Simply put, Bronzong is best used as a Trick Room setter, and its Ability choices alone make it considerable over Registeel as a Stealth Rock setter.


Set 1: Trick Room

Bronzong @ Macho Brace
Ability: Levitate
EVs: 252 HP / 252 Atk / 4 SpD
Brave Nature
IVs: 0 Spe
– Trick Room
– Gyro Ball
– Earthquake
– Explosion

Bronzong is one of the best Trick Room setters in its tier due to its decent bulk, comfortably low Speed, and neat typing in conjunction with Levitate. Macho Brace (Power items work too) supplements its Speed value to make it roughly equivalent to base 15, allowing it to outslow things like Escavalier and Mega Camerupt. The reduced Speed also amplifies the power of Gyro Ball, Bronzong’s most effective STAB. Earthquake is valuable coverage for Fire-types, Electric-types, and fellow Steel-types that resist Gyro Ball. Explosion is there for scenarios where Bronzong has expended its worth and needs to grant a free switch to an ally. It can also put a dent through defensive threats (particularly Water-types) that can take Gyro Ball and Earthquake with impunity.

EVs, Nature, and IVs are for maximizing offensive output, amplifying bulk, and minimizing Speed to optimize Trick Room and Gyro Ball. Levitate is the preferred Ability here because of the hazard immunity that it provides and because Ground is a more common attacking type than Fire.

Set 2: Stealth Rock

Bronzong @ Leftovers
Ability: Levitate
EVs: 252 HP / 252 Def / 4 SpD
Relaxed Nature
IVs: 0 Spe
– Stealth Rock
– Gyro Ball
– Toxic
– Earthquake

Bronzong can also use its bulk and typing-related strengths to serve as a Stealth Rock setter.

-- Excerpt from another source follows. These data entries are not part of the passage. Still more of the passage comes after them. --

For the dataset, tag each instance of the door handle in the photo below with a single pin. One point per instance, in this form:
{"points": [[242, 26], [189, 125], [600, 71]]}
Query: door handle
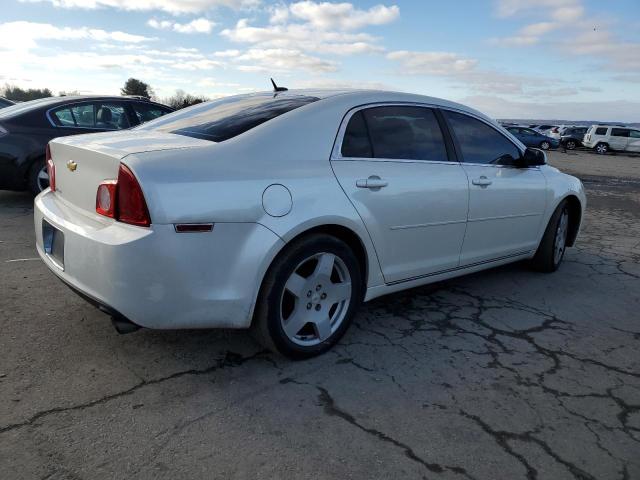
{"points": [[482, 181], [373, 182]]}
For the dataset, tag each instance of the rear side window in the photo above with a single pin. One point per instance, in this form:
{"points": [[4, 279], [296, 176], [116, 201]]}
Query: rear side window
{"points": [[146, 112], [226, 118], [479, 142], [619, 132], [355, 143], [409, 133]]}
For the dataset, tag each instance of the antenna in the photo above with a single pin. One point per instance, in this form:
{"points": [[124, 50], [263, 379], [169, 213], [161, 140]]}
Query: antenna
{"points": [[277, 88]]}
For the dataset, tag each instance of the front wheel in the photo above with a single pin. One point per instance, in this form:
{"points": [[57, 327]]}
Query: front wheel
{"points": [[309, 297], [38, 177], [554, 242], [602, 148]]}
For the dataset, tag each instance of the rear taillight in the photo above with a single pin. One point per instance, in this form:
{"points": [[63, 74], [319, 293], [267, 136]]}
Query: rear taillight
{"points": [[51, 168], [123, 199], [106, 199]]}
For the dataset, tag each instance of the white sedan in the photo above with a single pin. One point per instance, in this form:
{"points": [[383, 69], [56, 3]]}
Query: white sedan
{"points": [[284, 211]]}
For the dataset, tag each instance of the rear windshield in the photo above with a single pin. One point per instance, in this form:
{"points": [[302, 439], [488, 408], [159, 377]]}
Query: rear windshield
{"points": [[226, 118]]}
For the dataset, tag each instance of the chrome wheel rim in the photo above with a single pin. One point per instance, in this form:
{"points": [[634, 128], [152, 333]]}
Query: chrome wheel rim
{"points": [[43, 179], [315, 299], [561, 237]]}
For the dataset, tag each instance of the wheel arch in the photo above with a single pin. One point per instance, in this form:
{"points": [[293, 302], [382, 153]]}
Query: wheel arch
{"points": [[343, 232], [575, 218]]}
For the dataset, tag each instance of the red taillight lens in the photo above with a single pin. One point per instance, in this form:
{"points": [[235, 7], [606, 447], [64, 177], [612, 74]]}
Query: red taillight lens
{"points": [[132, 208], [51, 168], [123, 199], [106, 199]]}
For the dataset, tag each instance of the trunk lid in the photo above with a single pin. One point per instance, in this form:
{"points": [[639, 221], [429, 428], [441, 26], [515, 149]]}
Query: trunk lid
{"points": [[82, 162]]}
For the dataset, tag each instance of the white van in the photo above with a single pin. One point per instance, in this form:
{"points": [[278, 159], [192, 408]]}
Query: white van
{"points": [[603, 138]]}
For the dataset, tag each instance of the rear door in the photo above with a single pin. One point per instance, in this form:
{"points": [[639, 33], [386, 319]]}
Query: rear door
{"points": [[506, 203], [634, 141], [619, 138], [411, 193]]}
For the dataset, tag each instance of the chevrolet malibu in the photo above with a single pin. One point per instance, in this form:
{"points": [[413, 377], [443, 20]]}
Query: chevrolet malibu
{"points": [[282, 212]]}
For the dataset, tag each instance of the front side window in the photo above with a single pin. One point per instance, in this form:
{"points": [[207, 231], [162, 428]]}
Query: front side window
{"points": [[619, 132], [226, 118], [480, 143], [405, 133]]}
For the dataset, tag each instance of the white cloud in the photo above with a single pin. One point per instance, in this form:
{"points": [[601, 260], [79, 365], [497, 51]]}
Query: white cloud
{"points": [[198, 25], [170, 6], [326, 15], [21, 35], [226, 53], [432, 63], [282, 60], [620, 111], [303, 37]]}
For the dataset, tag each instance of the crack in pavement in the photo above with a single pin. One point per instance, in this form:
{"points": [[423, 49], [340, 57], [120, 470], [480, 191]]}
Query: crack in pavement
{"points": [[230, 359]]}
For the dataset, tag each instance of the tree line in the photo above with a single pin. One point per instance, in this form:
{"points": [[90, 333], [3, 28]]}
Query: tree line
{"points": [[133, 86]]}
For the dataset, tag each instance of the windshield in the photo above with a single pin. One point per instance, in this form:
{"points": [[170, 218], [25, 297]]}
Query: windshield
{"points": [[226, 118]]}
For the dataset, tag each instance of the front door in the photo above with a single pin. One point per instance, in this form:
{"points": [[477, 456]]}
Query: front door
{"points": [[619, 139], [408, 189], [506, 203]]}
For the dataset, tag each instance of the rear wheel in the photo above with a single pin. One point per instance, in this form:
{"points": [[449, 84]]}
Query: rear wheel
{"points": [[38, 177], [309, 297], [602, 148], [554, 242]]}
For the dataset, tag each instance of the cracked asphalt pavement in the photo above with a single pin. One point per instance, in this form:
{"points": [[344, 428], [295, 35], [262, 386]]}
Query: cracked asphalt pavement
{"points": [[504, 374]]}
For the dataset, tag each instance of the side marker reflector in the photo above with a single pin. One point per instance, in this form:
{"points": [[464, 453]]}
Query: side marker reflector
{"points": [[193, 227]]}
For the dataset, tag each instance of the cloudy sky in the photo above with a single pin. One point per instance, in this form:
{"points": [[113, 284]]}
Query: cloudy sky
{"points": [[570, 59]]}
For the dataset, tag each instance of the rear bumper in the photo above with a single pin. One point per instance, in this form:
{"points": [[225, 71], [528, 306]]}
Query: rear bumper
{"points": [[155, 277]]}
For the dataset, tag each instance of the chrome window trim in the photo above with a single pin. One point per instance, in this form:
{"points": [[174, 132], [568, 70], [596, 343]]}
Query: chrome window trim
{"points": [[336, 152]]}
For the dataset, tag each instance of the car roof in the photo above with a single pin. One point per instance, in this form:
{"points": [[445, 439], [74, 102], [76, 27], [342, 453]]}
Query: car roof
{"points": [[357, 97], [51, 102]]}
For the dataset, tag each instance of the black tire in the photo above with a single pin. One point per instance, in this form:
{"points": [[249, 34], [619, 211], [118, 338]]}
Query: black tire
{"points": [[545, 259], [267, 327], [601, 148], [33, 182]]}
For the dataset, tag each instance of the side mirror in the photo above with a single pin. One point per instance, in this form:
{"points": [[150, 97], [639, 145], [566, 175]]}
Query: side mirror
{"points": [[533, 157]]}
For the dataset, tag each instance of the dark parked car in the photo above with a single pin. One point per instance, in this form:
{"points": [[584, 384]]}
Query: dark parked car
{"points": [[571, 138], [26, 128], [5, 102], [534, 139]]}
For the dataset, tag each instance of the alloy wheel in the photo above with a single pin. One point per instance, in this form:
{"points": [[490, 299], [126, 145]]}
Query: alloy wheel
{"points": [[315, 299], [561, 237]]}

This set is similar to the above, only it uses a more defensive investment, Leftovers for gradual recovery, and Toxic to keep its passivity in check while granting freedom of investment. Speaking of investment, it doesn’t necessarily have to be physically defensive; it can be specially defensive or mixed defensive, whatever fits the team’s needs.

Other Options

The legality of Drizzle in lower tiers is a bit ambiguous, but I believe Bronzong’s tier does not allow it. For that reason, Rain Dance is a considerable option for mitigating Bronzong’s Fire weakness and supporting certain Water-type attackers, particularly the likes of Araquanid and Golisopod who benefit from Trick Room. This should be used with Damp Rock for maximum potency.

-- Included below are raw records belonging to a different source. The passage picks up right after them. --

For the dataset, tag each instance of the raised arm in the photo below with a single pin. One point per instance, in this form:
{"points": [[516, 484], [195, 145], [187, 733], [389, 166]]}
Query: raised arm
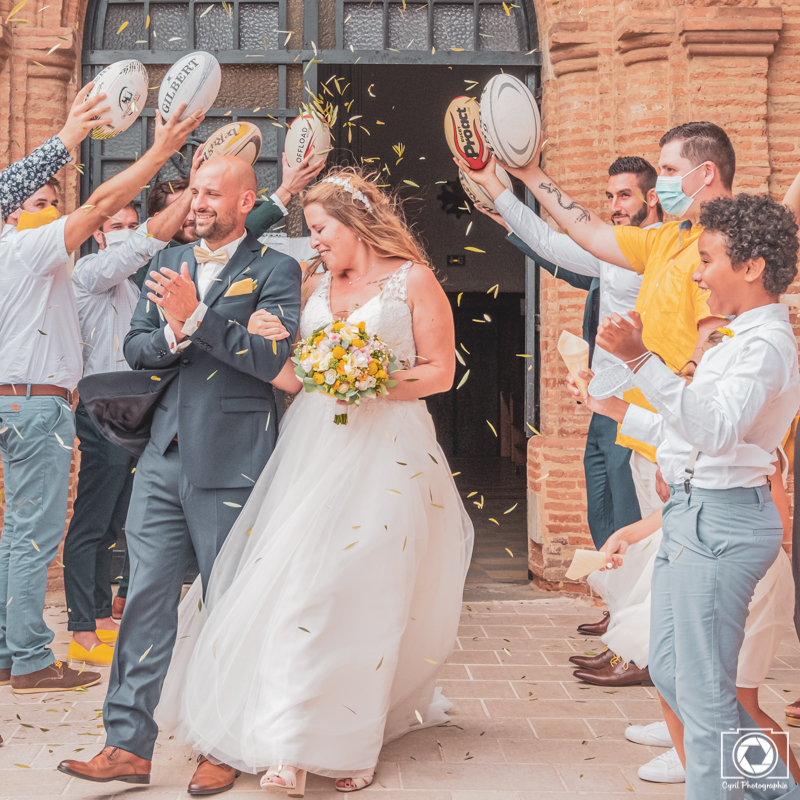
{"points": [[111, 196], [24, 178], [583, 226]]}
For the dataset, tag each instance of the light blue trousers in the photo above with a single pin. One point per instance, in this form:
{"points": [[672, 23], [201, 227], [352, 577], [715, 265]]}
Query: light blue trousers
{"points": [[36, 480], [716, 546]]}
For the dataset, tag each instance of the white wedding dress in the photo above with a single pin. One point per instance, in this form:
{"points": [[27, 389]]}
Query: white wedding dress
{"points": [[337, 595]]}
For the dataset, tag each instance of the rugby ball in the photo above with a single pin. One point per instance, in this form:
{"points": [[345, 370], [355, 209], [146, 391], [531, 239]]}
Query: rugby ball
{"points": [[125, 85], [194, 80], [240, 139], [307, 134], [478, 194], [510, 120], [462, 129]]}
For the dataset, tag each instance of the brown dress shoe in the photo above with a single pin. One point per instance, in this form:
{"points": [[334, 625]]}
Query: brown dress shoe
{"points": [[58, 677], [792, 713], [211, 778], [111, 764], [117, 607], [616, 673], [595, 628], [593, 662]]}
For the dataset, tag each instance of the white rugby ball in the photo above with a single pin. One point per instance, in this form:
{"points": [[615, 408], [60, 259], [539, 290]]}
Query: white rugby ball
{"points": [[240, 139], [478, 194], [125, 85], [194, 80], [510, 120], [307, 134]]}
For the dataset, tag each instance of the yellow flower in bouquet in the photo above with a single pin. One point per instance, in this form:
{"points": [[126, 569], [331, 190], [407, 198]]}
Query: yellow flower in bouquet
{"points": [[346, 362]]}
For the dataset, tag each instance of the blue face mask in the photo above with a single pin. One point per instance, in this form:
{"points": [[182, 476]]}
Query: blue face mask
{"points": [[673, 199]]}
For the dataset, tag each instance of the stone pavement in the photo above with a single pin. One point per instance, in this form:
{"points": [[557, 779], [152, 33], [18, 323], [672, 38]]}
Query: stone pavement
{"points": [[521, 727]]}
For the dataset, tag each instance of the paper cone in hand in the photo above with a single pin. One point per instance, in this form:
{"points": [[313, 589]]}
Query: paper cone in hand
{"points": [[575, 353], [584, 562]]}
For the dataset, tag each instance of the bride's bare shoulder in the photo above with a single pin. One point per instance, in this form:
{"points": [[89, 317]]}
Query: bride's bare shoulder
{"points": [[310, 285]]}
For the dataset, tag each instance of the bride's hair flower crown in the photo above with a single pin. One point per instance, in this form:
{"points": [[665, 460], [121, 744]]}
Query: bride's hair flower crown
{"points": [[345, 184]]}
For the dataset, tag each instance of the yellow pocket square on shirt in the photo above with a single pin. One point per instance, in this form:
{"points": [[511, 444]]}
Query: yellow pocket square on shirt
{"points": [[245, 286]]}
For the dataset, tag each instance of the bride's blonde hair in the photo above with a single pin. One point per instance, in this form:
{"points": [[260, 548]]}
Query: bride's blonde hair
{"points": [[381, 225]]}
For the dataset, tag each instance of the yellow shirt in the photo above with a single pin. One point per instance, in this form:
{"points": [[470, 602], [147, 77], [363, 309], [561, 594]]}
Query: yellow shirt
{"points": [[670, 302]]}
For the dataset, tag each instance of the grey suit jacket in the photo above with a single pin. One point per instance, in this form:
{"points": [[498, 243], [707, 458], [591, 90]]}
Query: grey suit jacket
{"points": [[220, 404]]}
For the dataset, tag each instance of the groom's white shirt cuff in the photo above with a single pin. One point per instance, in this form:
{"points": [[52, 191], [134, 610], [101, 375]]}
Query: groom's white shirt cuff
{"points": [[189, 327]]}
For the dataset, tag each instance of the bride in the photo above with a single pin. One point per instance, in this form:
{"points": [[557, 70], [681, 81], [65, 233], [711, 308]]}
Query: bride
{"points": [[337, 595]]}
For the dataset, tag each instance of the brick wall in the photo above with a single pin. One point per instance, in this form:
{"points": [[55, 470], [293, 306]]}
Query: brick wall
{"points": [[616, 75]]}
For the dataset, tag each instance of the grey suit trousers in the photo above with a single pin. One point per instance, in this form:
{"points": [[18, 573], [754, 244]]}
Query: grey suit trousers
{"points": [[169, 521]]}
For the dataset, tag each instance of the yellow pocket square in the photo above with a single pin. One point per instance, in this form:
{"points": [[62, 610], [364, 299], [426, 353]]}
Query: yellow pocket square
{"points": [[245, 286]]}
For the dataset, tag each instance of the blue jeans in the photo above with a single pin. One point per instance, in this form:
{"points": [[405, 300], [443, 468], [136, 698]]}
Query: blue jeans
{"points": [[36, 446], [716, 546]]}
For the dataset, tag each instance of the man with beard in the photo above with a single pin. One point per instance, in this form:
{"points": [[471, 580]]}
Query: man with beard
{"points": [[212, 432]]}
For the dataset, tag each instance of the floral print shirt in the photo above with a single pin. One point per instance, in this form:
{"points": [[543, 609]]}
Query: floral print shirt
{"points": [[24, 178]]}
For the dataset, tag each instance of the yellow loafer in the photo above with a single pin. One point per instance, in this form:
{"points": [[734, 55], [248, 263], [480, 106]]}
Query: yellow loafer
{"points": [[102, 655]]}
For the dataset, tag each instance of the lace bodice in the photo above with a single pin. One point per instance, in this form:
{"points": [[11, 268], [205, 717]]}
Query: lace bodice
{"points": [[387, 314]]}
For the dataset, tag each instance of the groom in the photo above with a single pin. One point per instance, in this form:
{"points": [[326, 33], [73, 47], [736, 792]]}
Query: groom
{"points": [[213, 430]]}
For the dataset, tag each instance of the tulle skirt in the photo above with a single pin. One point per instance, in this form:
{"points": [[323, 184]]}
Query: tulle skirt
{"points": [[626, 591], [333, 602]]}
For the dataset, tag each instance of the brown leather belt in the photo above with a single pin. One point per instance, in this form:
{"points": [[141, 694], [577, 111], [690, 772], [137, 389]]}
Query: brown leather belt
{"points": [[37, 390]]}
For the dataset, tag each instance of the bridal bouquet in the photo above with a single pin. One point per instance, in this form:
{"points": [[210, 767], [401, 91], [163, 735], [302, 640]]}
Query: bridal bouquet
{"points": [[346, 362]]}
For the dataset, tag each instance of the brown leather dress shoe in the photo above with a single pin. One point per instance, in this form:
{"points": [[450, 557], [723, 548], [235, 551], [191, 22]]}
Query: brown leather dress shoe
{"points": [[117, 607], [211, 778], [593, 662], [792, 713], [58, 677], [616, 673], [595, 628], [111, 764]]}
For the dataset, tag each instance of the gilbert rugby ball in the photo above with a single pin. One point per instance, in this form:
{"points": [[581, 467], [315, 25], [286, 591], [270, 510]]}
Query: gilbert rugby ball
{"points": [[307, 134], [125, 86], [478, 194], [240, 139], [462, 130], [510, 120], [194, 80]]}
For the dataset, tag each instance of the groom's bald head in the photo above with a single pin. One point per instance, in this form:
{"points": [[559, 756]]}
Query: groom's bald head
{"points": [[224, 191]]}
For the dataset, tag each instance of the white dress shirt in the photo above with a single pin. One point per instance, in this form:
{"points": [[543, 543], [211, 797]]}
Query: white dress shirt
{"points": [[743, 398], [619, 288], [204, 276], [39, 330], [107, 298]]}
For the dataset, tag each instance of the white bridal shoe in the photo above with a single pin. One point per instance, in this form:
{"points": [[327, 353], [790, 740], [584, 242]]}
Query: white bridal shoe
{"points": [[294, 782], [656, 734], [666, 768]]}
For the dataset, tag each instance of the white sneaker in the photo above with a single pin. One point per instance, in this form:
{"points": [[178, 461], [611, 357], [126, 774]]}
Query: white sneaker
{"points": [[655, 735], [666, 768]]}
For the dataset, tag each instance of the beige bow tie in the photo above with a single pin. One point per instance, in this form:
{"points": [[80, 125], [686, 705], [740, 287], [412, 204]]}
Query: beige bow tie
{"points": [[203, 256]]}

Iron Head and Zen Headbutt are extra STAB options. The former has about average damage output compared to Gyro Ball, coupled with a flinching chance that could come in handy in Trick Room. The latter is similar, but it uses a different (and arguably worse due to Dark-types being immune to it) STAB, has 10% accuracy, and is less likely to flinch. As such, Bronzong does not have room for either of these two attacks.

Despite Special Attack being Bronzong’s lower attacking stat, Bronzong has an interesting special repertoire notably containing Calm Mind, Psychic, Flash Cannon, and Bloom Doom via Solar Beam (primarily for Quagsire). However, there are many better special attackers in the tier such as Gardevoir and Necrozma.

Problems and Partners


In general, it is key to avoid super-effective types. Mega Banette is particularly worrisome with Prankster Taunt, Will-O-Wisp, and Destiny Bond alongside hard-hitting STAB. Dhelmise is faster prior to Trick Room, doesn’t take much from Gyro Ball, and has STAB Shadow Claw off base 131 Attack. Mega Camerupt resists Shadow Ball, outspeeds Macho Brace variants before Trick Room, and hits obscenely hard with its Sheer Force boosted STAB. Pangoro also doesn’t take much from Gyro Ball and has STAB Knock Off. Rotom-Heat quad resists Gyro Ball and is immune to Earthquake thanks to its own Levitate. Salazzle hits hard with Fire STAB, but it doesn’t take Earthquake well, making it a check at best.

By virtue of Thousand Arrows, Zygarde-10% can make Levitate variants prone to Ground-type attacks and deal heavy damage to Heatproof variants.


Slow Pokémon are the best allies of Trick Room variants. Fire, Ghost, and Dark resistances have particularly good synergy with Bronzong. Mega Camerupt deals well with most of the threats mentioned above, and Rotom-Heat can’t do much back to it. As for Pangoro…well, the resistances are reason enough.

Bulky Water-types are also valuable due to their ability to take on most Fire-types with relative ease. Rotom-Heat checks them but has a hard time switching into Water STAB.